The A370 is going straight for the Fitbit crowd with a design that’s reminiscent of the Fitbit Charge 2, but Polar’s own ever-improving design ID is apparent here, too.
Front and center on the wearable is the glass-covered color display, which appears to only orient vertically, much like the Samsung Gear Fit 2. Rimmed with silver trim and vibrant band color options, the A370 yields a premium look and comes with premium features, like waterproofing, continuous heart rate tracking and a smarter-than-your-average accelerometer. Best of all, it will arrive with a price that’s not too sharp to swallow at $179 (about £137, AU$238) when it releases in June
Unlike most fitness trackers, Polar’s aren’t just about measuring your exertion or bugging you every hour when you’re not on your feet. They also emphasize the importance of recovery, which is a metric that the A370 and Polar’s surprisingly excellent companion app are more than happy to help you balance.
Polar goes deep
Here’s the part where you’re asking “so, how is this different from other fitness trackers?”
Trouble is, that’s becoming an increasingly tricky question to answer because it partially depends on your level of activity. Yet, Polar sticks out among the rest with its smart coaching feature that works just as well with a workout newcomer as it does with a veteran marathoner.
In addition to guiding you through fitness activities and the recovery time in between, the Polar A370 employs a few interesting tricks to help you maximize your workout yields. On its bottom, there’s a heart rate tracker that continuously tracks your heart’s rate of pumping.

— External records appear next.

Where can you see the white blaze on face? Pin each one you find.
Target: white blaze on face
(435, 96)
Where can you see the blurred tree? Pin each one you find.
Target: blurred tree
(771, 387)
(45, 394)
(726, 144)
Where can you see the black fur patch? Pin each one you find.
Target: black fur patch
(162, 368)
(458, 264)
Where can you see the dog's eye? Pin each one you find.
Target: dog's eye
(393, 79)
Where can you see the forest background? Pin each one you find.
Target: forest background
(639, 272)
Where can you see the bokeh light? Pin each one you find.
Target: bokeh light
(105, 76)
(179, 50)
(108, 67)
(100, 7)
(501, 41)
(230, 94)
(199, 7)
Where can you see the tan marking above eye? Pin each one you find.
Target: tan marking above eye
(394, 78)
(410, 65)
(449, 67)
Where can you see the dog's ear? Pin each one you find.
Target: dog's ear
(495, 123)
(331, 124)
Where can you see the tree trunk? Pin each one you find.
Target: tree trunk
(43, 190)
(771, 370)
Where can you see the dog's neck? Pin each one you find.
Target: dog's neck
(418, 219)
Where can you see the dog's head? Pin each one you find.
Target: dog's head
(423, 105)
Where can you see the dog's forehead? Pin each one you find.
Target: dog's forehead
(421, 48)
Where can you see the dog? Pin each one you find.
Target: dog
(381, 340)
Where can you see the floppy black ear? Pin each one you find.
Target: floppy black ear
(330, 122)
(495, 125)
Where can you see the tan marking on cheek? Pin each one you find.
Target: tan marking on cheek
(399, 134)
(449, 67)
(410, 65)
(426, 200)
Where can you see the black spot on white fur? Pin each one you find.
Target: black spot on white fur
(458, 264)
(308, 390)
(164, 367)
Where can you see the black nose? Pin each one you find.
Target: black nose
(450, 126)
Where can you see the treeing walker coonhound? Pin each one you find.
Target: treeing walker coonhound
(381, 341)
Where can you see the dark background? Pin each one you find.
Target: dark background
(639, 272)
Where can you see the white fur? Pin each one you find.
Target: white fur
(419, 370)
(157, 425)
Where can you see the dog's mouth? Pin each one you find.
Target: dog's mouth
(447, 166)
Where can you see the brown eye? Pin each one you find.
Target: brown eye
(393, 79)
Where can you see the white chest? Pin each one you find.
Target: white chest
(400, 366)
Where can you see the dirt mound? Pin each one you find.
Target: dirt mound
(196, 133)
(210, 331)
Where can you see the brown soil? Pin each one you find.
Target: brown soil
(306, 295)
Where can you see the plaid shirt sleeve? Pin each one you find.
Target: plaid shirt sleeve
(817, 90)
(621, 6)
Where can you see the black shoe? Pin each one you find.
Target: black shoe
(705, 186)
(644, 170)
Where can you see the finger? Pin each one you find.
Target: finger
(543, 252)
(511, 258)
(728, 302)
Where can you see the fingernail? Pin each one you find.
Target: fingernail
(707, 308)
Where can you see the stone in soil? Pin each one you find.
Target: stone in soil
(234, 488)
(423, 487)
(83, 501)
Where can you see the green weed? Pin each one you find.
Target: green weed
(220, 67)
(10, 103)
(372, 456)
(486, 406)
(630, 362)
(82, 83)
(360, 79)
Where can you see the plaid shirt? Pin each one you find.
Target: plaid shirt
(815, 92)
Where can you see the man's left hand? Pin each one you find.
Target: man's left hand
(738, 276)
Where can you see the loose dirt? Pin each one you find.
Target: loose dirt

Even cooler, the wearable kicks on its accelerometer during intense workouts so that it can gather a high-res reading of your heart while you’re throwing your limbs around violently. Providing accurate metrics while hustling is an area where many wearables fall flat, so we’ll need to see if the A370 can walk the walk when it releases in June.
Lastly, there’s a new measurement added to the mix called Polar Sleep Plus, which measures your wrist movements during sleep with the accelerometer and an algorithm called polysomnography. It’s a type of sleep study that looks for sleep issues by tracking your heart rate and your movements during rest, among other things. With this feature built into the wearable, you’ll ideally learn much more about your sleep patterns and have the information you need to improve.
Polar’s app is compatible on both iOS and Android, so no matter your phone, the A370 could be your next wearable if style and smart tracking abilities are high up on your list.